A small wave of immigration of 50,000 people as a result of the 1967 Six Day War: the last “Arab Jews”, as well as Western Jews galvanized by the Israeli victory, and Eastern European Jews (especially Polish) repulsed by the “anti-Zionist” campaign that followed the defeat of the Arab armies allied with the Soviet Union.
Just under 400,000 people: mostly Soviet Jews, but also Westerners. Among the latter were ultra-Orthodox (haredim) and religious Zionists.
First wave of immigration of Jews from Ethiopia, or Beta Israel. A limited immigration of Western Jews (mostly American, but also French), many of them religious, continues.
About 1,000,000 people: mostly ex-Soviet Jews (and their not always Jewish families), but also the rest of the Ethiopian Beta Israel. And still a small, now well established and numerically significant (often over 10,000 immigrants per year), rather religious, Western immigration.

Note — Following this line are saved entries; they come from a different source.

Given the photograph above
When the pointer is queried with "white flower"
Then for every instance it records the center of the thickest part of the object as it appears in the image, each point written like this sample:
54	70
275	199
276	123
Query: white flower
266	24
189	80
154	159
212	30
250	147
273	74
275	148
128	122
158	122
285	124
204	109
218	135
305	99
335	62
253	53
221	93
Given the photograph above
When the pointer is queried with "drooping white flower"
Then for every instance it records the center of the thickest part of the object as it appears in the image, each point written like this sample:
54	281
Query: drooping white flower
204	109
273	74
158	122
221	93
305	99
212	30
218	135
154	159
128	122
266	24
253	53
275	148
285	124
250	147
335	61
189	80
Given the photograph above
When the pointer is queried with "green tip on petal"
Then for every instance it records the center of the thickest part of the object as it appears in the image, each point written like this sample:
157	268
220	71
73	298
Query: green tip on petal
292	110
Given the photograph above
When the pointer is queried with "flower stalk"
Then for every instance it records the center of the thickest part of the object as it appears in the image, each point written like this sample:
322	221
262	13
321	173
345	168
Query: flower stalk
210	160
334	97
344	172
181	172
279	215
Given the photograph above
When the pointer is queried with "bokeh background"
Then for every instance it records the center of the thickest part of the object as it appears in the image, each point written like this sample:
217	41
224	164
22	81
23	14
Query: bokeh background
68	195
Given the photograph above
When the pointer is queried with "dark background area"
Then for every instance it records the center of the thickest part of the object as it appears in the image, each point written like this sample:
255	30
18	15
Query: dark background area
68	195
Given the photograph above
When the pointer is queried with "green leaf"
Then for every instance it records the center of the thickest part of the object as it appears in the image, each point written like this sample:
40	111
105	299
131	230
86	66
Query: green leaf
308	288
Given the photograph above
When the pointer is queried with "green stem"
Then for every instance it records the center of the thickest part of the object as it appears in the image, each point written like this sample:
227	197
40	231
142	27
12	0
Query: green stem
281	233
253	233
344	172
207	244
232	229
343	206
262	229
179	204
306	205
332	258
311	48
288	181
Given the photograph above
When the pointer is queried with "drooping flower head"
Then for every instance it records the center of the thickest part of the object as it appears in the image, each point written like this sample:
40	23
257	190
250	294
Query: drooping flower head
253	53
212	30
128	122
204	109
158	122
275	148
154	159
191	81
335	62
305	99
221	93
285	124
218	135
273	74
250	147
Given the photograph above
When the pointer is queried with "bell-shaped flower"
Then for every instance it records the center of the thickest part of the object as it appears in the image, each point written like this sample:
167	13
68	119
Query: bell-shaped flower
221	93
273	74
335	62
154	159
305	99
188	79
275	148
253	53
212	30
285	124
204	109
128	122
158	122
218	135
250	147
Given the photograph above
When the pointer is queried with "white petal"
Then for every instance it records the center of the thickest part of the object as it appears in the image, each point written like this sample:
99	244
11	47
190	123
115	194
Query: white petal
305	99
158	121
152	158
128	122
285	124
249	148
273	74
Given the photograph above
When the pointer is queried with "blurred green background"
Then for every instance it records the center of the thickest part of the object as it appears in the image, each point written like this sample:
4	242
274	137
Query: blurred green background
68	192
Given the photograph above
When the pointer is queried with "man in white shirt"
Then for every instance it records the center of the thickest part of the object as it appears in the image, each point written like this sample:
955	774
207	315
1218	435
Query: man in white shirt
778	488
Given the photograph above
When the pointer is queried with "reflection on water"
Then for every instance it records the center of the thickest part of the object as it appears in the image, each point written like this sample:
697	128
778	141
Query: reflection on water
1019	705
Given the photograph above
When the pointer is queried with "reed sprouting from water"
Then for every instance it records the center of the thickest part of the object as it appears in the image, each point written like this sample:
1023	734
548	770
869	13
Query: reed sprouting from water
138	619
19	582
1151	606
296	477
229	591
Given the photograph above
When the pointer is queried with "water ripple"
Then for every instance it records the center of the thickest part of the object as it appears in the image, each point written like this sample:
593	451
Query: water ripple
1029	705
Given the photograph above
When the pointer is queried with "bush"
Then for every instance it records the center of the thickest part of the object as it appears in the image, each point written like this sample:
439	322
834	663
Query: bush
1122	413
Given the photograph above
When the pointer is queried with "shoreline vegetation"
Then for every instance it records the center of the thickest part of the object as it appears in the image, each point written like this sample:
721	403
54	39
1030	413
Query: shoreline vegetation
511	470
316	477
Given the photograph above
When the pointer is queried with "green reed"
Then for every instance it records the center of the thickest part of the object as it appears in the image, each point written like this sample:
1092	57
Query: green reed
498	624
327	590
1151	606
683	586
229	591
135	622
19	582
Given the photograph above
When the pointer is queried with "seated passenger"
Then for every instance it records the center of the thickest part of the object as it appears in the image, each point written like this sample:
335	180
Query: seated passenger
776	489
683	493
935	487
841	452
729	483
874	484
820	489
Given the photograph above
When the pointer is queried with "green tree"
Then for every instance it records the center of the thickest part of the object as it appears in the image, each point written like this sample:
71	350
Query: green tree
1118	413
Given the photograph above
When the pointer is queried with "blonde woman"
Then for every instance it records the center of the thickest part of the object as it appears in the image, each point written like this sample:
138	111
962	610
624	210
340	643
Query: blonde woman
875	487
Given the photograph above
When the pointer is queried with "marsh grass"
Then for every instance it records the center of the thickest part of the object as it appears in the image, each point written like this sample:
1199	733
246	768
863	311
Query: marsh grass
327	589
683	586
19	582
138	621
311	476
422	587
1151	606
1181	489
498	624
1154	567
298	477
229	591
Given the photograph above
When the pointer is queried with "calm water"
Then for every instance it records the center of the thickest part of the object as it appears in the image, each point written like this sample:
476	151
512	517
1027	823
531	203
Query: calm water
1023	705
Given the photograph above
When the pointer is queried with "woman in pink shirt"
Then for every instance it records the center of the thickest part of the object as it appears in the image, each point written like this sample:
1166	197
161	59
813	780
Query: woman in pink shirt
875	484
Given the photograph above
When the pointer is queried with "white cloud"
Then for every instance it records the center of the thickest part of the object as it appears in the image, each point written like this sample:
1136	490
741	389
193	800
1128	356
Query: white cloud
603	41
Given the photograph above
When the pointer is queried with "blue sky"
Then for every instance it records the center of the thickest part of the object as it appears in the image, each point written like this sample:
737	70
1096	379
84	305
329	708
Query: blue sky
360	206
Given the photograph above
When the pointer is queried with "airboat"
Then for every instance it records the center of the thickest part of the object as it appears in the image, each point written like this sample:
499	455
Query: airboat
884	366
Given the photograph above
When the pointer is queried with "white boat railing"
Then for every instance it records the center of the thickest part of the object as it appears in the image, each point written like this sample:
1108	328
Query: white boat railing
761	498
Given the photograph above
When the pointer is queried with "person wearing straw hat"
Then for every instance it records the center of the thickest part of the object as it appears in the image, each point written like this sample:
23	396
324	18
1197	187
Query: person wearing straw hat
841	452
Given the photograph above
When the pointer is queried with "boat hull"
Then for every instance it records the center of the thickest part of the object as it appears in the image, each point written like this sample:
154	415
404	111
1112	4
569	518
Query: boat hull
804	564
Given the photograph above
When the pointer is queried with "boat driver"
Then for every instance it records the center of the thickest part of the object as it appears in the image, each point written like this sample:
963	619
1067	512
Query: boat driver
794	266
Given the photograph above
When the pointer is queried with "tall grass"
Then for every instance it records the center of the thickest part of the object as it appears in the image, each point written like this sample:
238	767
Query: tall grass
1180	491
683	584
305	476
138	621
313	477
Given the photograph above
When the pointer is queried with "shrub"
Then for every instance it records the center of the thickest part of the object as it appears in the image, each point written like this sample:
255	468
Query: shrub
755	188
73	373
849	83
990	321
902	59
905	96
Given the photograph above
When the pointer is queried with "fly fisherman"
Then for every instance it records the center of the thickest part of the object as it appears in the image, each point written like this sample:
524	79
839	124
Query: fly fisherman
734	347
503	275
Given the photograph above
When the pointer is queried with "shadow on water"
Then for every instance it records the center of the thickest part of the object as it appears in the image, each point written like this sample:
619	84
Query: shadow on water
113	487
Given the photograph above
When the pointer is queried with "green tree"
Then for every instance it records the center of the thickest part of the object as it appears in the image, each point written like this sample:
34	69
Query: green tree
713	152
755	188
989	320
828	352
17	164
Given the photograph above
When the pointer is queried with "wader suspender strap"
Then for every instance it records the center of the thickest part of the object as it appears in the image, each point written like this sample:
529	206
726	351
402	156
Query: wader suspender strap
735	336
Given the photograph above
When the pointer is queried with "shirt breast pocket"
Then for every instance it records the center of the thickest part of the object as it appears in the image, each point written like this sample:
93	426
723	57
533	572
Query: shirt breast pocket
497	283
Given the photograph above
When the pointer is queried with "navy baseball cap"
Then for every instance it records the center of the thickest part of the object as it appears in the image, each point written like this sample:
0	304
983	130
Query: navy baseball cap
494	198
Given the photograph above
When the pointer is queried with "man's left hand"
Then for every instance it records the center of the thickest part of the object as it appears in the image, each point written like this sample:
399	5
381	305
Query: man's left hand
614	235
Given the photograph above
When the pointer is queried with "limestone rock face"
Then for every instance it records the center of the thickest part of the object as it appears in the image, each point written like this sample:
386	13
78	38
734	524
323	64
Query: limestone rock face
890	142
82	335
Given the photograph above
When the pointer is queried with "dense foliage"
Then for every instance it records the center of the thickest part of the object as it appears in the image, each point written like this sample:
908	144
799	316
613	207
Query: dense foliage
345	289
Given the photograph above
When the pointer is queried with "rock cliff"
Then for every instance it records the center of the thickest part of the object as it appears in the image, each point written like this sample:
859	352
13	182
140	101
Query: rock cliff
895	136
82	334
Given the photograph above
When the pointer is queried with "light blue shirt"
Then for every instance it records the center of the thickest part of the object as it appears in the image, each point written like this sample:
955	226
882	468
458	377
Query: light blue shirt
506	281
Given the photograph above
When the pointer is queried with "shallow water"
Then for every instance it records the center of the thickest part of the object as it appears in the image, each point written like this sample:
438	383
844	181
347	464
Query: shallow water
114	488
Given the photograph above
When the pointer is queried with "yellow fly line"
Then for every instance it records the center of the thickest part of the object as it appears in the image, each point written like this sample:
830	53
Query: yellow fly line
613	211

2016 : The slowdown in aliyah of Jews from France
In 2016, there was a “dramatic slowdown in the aliyah of the Jews of France”. The reasons are:
Manuel Valls‘ reassuring speech,
“the end of the tax haven in effect “The years 2014 and 2015 saw the application of the law on bank accounts imposed by the OECD. Israeli banks were required to inform the French tax authorities about accounts held by French nationals. (…) Between 2014 and 2015, many French nationals thus obtained Israeli nationality without a residency obligation, which artificially distorted immigration statistics in Israel. ” ;
fear of terrorism,
difficulty in learning Hebrew, in finding a job,
difficulties for French teenagers to succeed in the radically different Israeli school system: “The playgrounds are also more violent […] French children […] are pushed around and bullied by Israeli children […] here we can do more stupid things than in France, we are on first-name terms with the teachers and they leave us alone. “The cost of living in Israel has risen considerably and is increasingly in line with that of Europe, while salaries are half as high and social benefits are negligible. “Finally, professional integration is compromised since the diplomas from French universities, renowned for the quality of their teaching, are not recognized unless you have to repeat two or three years of training to validate them.